Die dunklen Mauern des gewaltigen Tempels der Winde ragten vor ihm auf, seine Doppeltürme erhoben sich hinauf bis in die Nebelfetzen. Die gesamte Flanke des Berges Kymermosst befand sich hier – der komplette Teil, der in der Welt des Lebendigen fehlte.
Richard wußte, wohin er ging. Er wußte mehr als je zuvor. Das Wissen flutete seinen Verstand. Er war ein Kriegszauberer. Der Tempel der Winde hatte ein Schleusentor in seinem Geist geöffnet. Es führte ihm alles zu, was er wissen mußte, und mehr als das.
Er kam sich vor, als sei er zum allerersten Mal zu Empfindungen fähig.
Die Entschädigung für den geforderten Preis.
»Lord Rahl!«
Atemlos kam Cara angerannt. Den Strafer in der Hand, nahm sie Verteidigungsstellung ein. Doch der Strafer war hier nutzlos. Und auch in der Welt des Lebendigen war er jetzt nutzlos.
Richard drehte sich in den Wind und ging einfach wieder los. Es war nicht weit. Überhaupt nicht weit. Er kannte den Weg.
»Geht nach Hause, Cara. Ihr habt hier nichts verloren.«
»Was ist passiert, Lord Rahl? Ich –«
»Geht nach Hause.«
Sie bedachte in mit einem finsteren Blick, als sie sich an ihm vorbeischob, um sämtliche Gefahren aus seinem Weg zu räumen. Sie hatte ja keine Ahnung, welche Gefahren hier lauerten.
»Ich bin eine Mord-Sith. Ich bin hier, um Euch zu beschützen, Lord Rahl.«
»Ich bin nicht mehr Lord Rahl«, meinte Richard leise.

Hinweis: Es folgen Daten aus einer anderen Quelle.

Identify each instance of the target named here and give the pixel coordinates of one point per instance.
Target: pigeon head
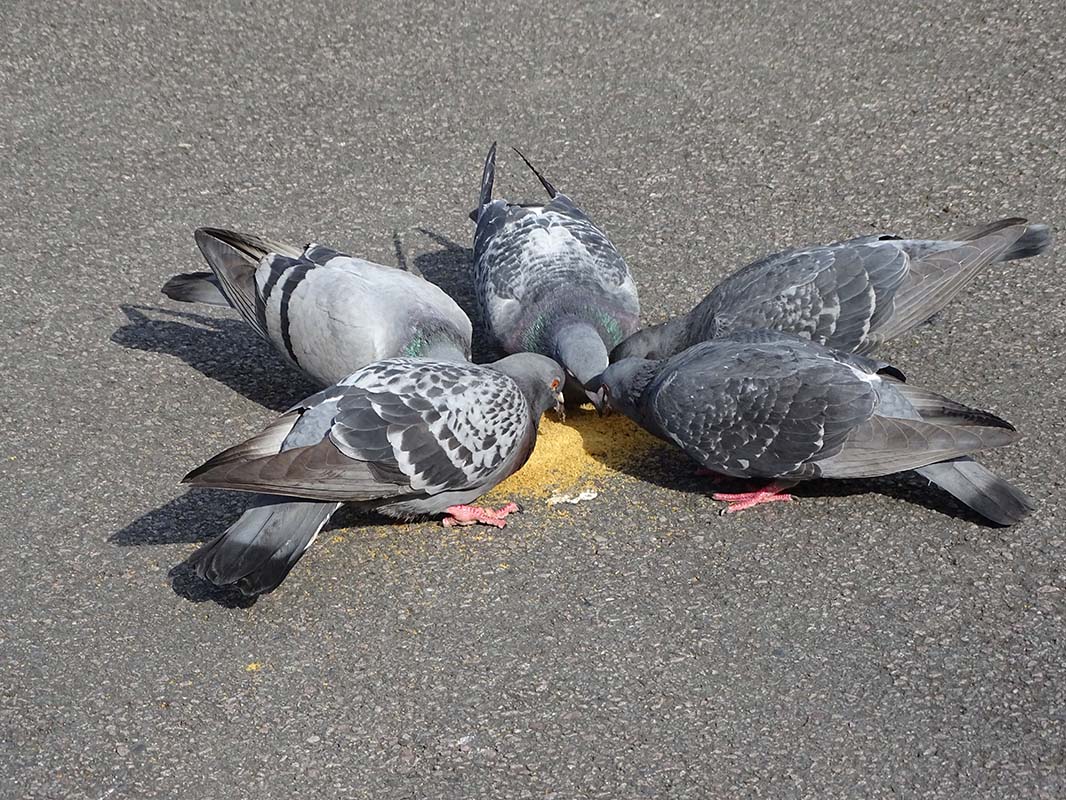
(539, 378)
(622, 384)
(655, 341)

Sie blickte an den gewaltigen Steinpfeilern am Eingang weiter vorn hinauf. Neben ihnen, auf Mauern aus pechschwarzem Stein, die über ein Band aus kupferfarbenen Kapitellen miteinander verbunden waren, standen, erstarrt in rabenschwarzem Granit, die Skrin, die Wächter der Grenze zwischen den Welten. Erstarrt nur in Caras Augen, nicht in seinen.

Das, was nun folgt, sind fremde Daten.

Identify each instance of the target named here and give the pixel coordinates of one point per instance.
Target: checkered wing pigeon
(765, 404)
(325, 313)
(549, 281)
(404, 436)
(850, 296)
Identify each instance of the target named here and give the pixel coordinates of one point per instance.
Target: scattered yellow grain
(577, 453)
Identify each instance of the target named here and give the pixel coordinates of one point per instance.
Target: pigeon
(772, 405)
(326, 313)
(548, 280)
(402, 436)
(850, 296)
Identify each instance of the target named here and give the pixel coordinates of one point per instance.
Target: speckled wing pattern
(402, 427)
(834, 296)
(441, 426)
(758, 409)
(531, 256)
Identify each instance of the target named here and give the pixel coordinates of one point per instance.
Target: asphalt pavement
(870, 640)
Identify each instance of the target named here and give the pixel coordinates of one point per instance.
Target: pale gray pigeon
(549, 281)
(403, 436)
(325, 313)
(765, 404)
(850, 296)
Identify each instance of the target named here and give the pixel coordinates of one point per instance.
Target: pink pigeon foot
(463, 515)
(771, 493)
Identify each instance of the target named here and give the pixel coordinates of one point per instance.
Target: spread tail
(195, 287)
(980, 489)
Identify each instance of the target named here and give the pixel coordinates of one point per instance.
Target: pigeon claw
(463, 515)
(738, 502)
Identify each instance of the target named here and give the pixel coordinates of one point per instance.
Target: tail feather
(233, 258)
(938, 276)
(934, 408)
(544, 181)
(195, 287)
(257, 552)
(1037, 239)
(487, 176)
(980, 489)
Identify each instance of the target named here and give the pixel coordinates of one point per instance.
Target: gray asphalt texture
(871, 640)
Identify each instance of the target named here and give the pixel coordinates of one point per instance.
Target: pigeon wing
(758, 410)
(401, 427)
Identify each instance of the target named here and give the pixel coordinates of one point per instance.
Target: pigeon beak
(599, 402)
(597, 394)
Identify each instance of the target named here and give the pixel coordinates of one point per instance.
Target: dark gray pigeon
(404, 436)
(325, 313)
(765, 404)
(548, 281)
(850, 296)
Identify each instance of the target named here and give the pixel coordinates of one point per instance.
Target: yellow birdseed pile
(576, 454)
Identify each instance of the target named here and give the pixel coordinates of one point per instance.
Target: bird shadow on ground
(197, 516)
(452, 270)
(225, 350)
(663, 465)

Cara hob eine Hand und bedeutete ihm zurückzubleiben, während sie einen Blick auf den fernen Eingang warf und diesen auf Gefahren überprüfte. Zu ihren Füßen lagen Knochen.
»Was ist das für ein Ort, Lord Rahl?«
»Ihr könnt hier nicht hinein, Cara.«
»Warum nicht?«
Richard drehte sich um und blickte den Weg zurück, den sie gekommen waren – auf alles, was er hinter sich ließ. Da war nichts.

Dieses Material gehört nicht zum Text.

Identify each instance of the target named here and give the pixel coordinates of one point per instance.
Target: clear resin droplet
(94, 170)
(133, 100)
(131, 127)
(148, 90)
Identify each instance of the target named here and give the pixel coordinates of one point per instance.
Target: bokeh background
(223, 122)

»Weil dies der Saal der Verratenen ist.«
Richard sah zu den Skrinzwillingen hinauf, den Wächtern, zu deren Füßen die Knochen zweier Zauberer lagen.
Richard erinnerte sich gut an die Nachricht, die die Sliph von Zauberer Ricker weitergegeben hatte: Abwehren links hinein. Jetzt wußte Richard, was damit gemeint war.
Er hob den linken Arm, die Faust nach außen gedreht, in Richtung Skrin, der auf der steinernen Mauer rechts von ihm hockte. ›Links abwehren‹, das verriet ihm, welchen Arm er benutzen und welchen Skrin er abwehren mußte. Hätte er den falschen benutzt, wäre ihm der Eintritt in diesen Ort in der Welt der Toten verwehrt worden. Eine von Rickers Fallen für die Feinde.
Sein Armband wurde warm. Das Lederpolster schützte seine Haut vor der Kraft, die er in diesem Band konzentrierte. Ein grünlicher Lichtschimmer umgab seine Faust. Der Skrin zur Rechten, wohin er sein Geburtsrecht auf die Herrschaft richtete, erglühte im Einklang mit seiner zur Zeit reglos erstarrten Faust, damit Richard eintreten konnte.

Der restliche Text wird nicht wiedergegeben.